For starters, I think it’s that 40 is a neat number. Far cooler than “39” or “41.” It’s even. It’s clean. And when said out loud, it’s got a nice, solid sound to it.
Even more than that, there’s the superficial aspect. And that’s what we tend to focus on. The stuff we can see. Hair: for men it invades where it never was and should never be; for women it starts to lose some quality that was once a given. Skin: not as taut. Eyes: hello, reading glasses! By 40, our physicality has taken something of a beating. And so in a screen-addled, selfie-snapping visual culture that too often values appearance over everything — we obsess over the physical part of turning 40.
But we mislead ourselves.
There is no beauty cliff that we fall off the precise day we turn 40. It’s not as if at age 39, 11 months, and 30 days, we’re irresistible Brad Pitt-Angelina Jolie look-alikes—and then the sun goes down, and we wake-up transformed into giant, hairy stunt doubles for Hagrid from “Harry Potter.” It’s more gradual. Our looks evolve. There is no single day on which we age.
We also take stock of our lives at 40. We fear that less of life is left in front of us than what’s behind us. As Donald Justice has written, this is the age at which we “learn to close softly the doors to rooms [we] will not be coming back to.” Or, there’s an accounting, as Aleksandr Solzhenitsyn has written, that after this age-landmark, our homes and possessions give “a good indication” of what we are and what we have “deserved” in life.
But when we allow ourselves to be preoccupied by dark thoughts and downsides, we often miss the good parts. That’s because the best part about turning 40 is invisible to the naked eye. It’s about much more than our looks or what we’ve accumulated.
Let’s quickly review the other traditional milestones. When you were 10, you did what your parents told you to do. At 20, you followed your friends. At 30, you let expectations weigh you down. But at 40, you’re finally wise enough to decide for yourself.

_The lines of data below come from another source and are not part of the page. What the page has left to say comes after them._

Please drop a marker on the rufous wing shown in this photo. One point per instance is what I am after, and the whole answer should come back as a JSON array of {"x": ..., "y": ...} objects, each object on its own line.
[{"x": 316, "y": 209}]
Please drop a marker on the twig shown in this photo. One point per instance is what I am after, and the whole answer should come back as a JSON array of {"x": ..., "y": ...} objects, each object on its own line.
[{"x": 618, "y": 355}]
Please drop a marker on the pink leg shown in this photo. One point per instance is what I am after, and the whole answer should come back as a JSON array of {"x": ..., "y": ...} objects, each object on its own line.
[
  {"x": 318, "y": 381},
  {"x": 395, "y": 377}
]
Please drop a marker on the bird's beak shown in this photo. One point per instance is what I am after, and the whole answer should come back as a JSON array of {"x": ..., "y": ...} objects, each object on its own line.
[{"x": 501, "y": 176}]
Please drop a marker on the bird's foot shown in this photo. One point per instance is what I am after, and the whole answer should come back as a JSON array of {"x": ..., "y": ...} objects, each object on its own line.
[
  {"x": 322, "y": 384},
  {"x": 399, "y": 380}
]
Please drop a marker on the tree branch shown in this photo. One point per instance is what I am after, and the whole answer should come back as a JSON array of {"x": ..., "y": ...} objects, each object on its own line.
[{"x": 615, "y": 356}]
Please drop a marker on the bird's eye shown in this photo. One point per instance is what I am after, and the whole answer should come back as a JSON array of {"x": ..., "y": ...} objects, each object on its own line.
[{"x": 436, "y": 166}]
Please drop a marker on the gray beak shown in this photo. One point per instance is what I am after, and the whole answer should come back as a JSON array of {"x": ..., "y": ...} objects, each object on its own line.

You’ve been to all the places Dr. Seuss said you would go, and you’re full of so many things that he said you would know. At 40, you’ve got 14,610 days under your belt, just over 21 million minutes. You’re officially experienced.
And if true wisdom is raw knowledge coupled with life experience, then 40 seems the right place where those two qualities intersect for the greatest number of people.

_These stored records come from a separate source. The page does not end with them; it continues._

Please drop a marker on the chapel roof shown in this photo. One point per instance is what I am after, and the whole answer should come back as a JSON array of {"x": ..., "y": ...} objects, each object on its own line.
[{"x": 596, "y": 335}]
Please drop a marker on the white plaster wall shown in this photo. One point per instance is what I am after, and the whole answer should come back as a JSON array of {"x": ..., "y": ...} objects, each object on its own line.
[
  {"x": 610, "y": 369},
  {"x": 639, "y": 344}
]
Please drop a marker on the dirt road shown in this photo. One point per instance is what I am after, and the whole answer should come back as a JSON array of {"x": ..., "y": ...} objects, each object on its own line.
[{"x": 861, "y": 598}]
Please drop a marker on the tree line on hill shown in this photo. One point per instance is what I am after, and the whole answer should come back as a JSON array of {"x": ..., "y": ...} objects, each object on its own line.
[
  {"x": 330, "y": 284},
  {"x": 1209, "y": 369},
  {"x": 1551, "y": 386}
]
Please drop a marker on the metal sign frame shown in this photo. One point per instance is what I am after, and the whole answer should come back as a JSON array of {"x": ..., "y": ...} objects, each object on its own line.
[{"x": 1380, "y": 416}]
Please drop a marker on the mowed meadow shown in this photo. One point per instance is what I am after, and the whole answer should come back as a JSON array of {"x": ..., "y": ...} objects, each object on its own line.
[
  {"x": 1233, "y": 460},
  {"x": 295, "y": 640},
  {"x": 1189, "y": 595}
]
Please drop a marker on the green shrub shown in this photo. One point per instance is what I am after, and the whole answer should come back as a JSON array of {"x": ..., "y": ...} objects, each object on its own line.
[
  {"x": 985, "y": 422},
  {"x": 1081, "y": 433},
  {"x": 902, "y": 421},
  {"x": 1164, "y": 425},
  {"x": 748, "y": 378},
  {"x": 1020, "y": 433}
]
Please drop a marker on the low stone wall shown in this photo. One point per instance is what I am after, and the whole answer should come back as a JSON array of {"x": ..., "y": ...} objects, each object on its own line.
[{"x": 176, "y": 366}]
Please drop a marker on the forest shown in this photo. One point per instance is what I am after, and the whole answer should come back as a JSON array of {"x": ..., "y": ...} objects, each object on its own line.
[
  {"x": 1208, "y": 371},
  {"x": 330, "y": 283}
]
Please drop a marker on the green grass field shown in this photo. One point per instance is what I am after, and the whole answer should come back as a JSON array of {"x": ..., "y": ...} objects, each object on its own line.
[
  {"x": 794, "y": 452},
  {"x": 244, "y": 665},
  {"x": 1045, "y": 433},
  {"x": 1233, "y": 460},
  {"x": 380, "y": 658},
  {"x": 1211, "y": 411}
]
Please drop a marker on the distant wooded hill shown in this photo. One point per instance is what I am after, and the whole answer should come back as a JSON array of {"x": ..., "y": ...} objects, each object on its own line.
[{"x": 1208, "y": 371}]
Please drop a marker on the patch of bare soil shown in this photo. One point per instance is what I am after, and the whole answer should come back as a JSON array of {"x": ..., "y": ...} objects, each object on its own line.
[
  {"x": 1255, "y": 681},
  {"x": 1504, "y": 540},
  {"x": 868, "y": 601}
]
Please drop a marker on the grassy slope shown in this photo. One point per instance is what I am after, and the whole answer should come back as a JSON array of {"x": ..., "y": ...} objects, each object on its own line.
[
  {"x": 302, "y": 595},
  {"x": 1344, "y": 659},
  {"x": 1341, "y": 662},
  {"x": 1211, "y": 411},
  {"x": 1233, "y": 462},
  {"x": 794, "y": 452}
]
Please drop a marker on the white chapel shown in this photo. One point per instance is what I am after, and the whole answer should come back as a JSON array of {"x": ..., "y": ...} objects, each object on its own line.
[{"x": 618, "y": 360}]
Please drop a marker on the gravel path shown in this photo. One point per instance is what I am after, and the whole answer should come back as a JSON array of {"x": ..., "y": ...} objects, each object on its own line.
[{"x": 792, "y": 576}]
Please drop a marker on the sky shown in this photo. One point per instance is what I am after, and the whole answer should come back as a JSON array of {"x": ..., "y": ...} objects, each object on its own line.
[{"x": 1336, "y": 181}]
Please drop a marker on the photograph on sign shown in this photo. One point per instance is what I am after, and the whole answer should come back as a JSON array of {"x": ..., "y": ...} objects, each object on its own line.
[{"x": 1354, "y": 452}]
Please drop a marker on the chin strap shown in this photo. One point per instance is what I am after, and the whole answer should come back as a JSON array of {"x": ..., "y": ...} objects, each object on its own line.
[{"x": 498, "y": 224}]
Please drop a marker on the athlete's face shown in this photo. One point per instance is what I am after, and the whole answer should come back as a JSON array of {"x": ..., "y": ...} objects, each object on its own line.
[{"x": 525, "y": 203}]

Because by 40, you know where the remote is (or at least where it’s likely to be). You know who your friends are. You know when it’s OK to cry. You know when to listen. You know where to find the good stuff. You know what money’s worth. You know the highs. You know the lows. You know how to tame fear. You know what you can change (and, importantly, what you can’t).
When you’re 40, you know yourself and you know what matters.
That sounds pretty good. But is it worth my squinting eyes and thinning hair? The war with my waistline?
Yeah, I think so. (But check back with me in a couple years when I turn 40.)